Hike Maui has been in the outfitting business for nearly 30 years. Guides are professional, entertaining and knowledgeable. Our day trip involved kayaking/ whale-watching followed by snorkelling with the green turtles in the morning. The afternoon took us to Twin Falls for a jungle hike and a swim in the falls, located just a short drive off the Road to Hana. 7:30 a.m. to 2 p.m. Water, snacks and lunch provided. Cost $154 per person, plus tax. for this a details on the company's other tours.

Haleakala: There are many ways to experience Haleakala: self-guided, guided by horseback or on foot.
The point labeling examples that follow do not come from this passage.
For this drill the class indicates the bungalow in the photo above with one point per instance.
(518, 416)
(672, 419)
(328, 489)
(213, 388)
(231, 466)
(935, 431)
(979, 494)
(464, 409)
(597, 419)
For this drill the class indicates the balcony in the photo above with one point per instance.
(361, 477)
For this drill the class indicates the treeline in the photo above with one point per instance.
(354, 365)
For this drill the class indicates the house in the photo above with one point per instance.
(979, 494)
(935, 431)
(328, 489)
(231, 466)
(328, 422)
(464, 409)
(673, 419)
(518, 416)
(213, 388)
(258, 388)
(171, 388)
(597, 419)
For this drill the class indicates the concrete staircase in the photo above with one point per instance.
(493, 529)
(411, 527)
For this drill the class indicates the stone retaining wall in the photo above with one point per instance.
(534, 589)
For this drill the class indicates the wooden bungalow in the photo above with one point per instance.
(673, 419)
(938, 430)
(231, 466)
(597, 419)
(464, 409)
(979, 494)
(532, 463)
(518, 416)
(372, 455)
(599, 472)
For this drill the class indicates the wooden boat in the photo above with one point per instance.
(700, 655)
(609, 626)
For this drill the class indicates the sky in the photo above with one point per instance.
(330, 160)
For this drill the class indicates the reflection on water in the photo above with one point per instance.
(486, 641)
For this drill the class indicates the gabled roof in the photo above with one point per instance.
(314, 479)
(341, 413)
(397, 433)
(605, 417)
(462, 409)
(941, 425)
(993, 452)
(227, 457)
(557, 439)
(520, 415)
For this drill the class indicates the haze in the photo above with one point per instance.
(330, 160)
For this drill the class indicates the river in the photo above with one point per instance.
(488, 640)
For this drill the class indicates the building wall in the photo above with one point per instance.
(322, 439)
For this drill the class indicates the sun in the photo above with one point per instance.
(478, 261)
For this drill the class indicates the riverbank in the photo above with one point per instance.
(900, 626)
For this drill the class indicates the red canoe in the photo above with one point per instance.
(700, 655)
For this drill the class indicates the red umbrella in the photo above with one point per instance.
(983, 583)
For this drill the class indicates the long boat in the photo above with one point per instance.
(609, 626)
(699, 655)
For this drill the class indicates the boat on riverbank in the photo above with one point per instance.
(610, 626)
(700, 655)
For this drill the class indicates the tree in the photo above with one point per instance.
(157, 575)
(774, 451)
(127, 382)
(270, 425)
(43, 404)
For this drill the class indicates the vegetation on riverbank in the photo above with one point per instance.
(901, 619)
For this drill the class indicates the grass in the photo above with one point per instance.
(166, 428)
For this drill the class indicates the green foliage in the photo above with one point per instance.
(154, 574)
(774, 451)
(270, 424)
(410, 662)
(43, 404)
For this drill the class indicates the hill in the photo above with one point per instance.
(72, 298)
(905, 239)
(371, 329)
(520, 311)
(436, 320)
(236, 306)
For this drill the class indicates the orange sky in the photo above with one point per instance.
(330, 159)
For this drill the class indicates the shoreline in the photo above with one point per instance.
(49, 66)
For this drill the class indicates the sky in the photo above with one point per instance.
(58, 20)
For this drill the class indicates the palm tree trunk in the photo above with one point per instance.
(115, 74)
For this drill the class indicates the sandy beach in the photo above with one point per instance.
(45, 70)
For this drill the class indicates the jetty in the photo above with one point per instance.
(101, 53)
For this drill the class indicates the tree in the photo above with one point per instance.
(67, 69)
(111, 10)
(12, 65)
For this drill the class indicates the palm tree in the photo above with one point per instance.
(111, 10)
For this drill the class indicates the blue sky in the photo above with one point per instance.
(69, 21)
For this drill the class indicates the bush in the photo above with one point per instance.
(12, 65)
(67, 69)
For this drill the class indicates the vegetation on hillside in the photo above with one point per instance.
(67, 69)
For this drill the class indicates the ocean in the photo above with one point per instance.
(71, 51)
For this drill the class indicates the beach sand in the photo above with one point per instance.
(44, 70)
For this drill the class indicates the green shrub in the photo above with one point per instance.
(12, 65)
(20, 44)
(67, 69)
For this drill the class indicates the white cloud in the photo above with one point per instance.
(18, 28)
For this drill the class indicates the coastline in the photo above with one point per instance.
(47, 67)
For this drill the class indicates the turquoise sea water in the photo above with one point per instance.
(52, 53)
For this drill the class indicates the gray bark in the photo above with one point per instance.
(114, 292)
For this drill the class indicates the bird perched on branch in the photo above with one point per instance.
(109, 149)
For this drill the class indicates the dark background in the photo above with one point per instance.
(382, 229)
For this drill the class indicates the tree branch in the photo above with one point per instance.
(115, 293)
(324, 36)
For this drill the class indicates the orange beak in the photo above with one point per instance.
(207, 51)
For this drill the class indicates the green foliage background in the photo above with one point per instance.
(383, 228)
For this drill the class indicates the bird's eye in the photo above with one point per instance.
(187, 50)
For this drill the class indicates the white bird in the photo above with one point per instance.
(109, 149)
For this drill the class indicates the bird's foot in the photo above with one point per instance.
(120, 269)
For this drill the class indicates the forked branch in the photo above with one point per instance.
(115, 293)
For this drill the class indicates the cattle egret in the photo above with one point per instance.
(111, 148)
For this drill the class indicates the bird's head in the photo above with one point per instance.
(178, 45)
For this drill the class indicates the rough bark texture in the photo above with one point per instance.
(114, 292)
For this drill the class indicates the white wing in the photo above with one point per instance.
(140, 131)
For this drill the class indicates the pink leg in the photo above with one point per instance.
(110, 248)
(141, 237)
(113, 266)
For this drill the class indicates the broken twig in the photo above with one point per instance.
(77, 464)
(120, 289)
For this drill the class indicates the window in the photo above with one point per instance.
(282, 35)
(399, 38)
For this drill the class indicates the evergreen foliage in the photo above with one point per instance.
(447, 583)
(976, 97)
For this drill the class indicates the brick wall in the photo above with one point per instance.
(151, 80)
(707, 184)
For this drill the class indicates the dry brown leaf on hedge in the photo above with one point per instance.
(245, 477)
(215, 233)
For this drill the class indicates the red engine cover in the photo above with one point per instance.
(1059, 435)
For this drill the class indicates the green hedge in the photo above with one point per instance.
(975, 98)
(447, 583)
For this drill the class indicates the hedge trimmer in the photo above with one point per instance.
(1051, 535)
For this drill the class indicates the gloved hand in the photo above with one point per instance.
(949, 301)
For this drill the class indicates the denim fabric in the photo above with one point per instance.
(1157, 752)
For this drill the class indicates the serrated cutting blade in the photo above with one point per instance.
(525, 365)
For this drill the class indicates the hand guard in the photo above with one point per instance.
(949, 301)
Most people opt for the drive to the top and quick look over the lip and perhaps a stop into the visitor centre for some background information and souvenirs. The trip up Haleakala Highway is 43 kilometres and there are no gas stations, or chances for food or drink. Entrance fee to the park is $10 per car. There are also sunrise and bicycle tours. Check

Molokini: Dozens of snorkelling tours to Molokini leave from south Kihei or Malahee Harbour. We went with Trilogy on its Molokini Crater/Turtle Town trip aboard its 50-foot trimaran. Cost of the 6 1/2-hour tour is $99 for adults, teens $75, children 12 and under $49. Breakfast, lunch and beverages are included, plus all gear and lessons. Snuba (a combined snorkel and scuba experience) is also available, and scuba diving can be done on this tour.